The result is that a disproportionate share of the national income is deployed to recurrent expenditure, with nothing left to service and implement infrastructural development, and demonstrate progress to the average citizen. There is a demonstrable connection between the nation's fundamental structural defects and rampant corruption.

For one, in place of four centres of tolerable corruption which had existed before 1967 when we were just a federation of four regions, we today have thirty-six centres of roaring graft and debilitating corruption.

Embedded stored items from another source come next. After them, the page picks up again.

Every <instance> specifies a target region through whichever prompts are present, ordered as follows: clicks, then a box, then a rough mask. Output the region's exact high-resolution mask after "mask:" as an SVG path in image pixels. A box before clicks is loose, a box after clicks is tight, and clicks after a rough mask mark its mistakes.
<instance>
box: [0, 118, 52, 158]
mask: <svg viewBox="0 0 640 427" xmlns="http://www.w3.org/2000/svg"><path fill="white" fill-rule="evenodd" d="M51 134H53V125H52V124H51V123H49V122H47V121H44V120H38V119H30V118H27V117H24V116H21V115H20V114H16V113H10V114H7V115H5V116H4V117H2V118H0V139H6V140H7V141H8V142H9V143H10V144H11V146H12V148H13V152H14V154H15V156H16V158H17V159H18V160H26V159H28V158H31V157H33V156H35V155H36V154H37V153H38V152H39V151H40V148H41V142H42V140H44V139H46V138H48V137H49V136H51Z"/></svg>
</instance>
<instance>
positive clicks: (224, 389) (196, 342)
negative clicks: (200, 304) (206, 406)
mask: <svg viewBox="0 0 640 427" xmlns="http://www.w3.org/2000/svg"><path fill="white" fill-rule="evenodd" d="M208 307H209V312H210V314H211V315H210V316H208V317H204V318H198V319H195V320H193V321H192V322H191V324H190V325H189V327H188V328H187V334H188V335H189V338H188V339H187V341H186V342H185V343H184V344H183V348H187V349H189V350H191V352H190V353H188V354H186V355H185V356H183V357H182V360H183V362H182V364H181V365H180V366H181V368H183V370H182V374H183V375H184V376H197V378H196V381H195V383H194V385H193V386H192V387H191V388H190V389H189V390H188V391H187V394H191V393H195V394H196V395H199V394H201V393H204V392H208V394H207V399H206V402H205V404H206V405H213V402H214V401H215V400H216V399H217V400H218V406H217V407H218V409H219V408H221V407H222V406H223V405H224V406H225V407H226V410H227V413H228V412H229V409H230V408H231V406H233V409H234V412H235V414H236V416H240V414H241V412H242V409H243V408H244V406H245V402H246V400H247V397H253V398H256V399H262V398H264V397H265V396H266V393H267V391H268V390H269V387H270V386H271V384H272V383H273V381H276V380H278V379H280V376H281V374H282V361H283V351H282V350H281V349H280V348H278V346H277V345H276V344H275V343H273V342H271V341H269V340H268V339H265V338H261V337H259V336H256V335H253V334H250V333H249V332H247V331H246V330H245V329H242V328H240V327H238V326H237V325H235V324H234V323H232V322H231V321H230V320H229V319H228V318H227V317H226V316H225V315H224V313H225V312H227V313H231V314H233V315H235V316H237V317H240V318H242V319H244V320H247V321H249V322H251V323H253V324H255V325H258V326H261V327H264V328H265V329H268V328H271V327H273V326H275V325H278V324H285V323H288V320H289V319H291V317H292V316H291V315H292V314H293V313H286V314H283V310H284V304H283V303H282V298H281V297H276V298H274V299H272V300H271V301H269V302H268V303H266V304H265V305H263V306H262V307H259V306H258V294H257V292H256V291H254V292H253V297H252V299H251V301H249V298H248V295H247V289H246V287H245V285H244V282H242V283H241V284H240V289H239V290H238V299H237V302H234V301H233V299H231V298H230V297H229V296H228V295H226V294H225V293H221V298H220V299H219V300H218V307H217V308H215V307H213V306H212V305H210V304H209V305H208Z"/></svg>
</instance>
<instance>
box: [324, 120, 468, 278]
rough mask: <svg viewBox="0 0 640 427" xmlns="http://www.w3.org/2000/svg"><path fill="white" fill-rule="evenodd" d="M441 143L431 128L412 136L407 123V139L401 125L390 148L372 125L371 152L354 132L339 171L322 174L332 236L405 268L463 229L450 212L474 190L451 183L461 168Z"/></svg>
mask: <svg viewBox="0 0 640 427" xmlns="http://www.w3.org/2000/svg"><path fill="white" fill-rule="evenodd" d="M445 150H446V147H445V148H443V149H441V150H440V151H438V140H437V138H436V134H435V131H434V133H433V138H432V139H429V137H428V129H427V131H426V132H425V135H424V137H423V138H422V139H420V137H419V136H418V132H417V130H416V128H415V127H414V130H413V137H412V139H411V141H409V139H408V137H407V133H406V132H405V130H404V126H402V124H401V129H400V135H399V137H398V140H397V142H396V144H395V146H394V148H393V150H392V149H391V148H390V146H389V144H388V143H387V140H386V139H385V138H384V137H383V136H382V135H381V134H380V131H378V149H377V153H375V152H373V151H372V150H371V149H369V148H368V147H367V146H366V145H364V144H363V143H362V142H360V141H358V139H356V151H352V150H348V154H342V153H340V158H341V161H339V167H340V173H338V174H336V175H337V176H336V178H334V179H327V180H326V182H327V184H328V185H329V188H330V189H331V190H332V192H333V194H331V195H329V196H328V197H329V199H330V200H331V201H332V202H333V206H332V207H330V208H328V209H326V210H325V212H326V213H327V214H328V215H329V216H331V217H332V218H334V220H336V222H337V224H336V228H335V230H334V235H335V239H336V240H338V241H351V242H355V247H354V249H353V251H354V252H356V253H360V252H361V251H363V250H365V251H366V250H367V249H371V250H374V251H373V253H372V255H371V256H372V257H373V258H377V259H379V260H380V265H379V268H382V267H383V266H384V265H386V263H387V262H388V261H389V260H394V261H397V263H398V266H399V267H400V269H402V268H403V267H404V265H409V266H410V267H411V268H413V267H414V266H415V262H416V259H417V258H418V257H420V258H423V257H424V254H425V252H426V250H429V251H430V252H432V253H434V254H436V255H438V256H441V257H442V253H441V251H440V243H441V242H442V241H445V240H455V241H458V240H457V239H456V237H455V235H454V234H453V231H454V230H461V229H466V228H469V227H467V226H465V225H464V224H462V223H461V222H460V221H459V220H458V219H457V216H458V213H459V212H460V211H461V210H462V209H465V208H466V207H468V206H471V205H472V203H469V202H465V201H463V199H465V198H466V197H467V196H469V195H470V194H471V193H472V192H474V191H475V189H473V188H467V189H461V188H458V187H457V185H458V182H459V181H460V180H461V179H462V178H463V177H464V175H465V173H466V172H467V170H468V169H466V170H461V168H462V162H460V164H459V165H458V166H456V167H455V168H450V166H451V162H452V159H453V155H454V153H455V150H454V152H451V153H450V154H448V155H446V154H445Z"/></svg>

Proliferation hurts quality, and the atomization of the nation quickly took its toll on the quality of governance. Because of it, persons, including petty thieves, who could never have dreamt of becoming local government councillors, suddenly found themselves as state governors.

These predatory and desultory characters then proceeded to wreak great violence on our national ethos, and turned corruption into a national culture!

If my thesis is correct, it stands to reason that the task of national rebirth must start from a drastic restructuring of the federation. Cankerworms like corruption merely underscore a deeper malaise, and can never be eradicated by pep talks or a few melodramatic arrests.

The oil bubble has now burst for Nigeria, and critical thought is now required to reset the nation and set it on a fresh path.

While it might be unrealistic to expect that a mono product economy can exponentially and dramatically increase national incomes in the very short term, it is realistic, and attainable, to drastically reduce national expenditure by restructuring to merge states, streamline the National Assembly, and make the bureaucracy leaner and frugal.

I must confess however that the task is huge and obviously beyond the capacity of the present political class to accomplish, unless they are willing to commit class suicide. That truth foists upon the nation a precarious paradox, as well as a disconcerting dilemma!

It was the military that disfigured Nigeria and made it unworkable. And now, it's beginning to appear clear that the task of remoulding the nation is a task that can only be accomplished by force of arms!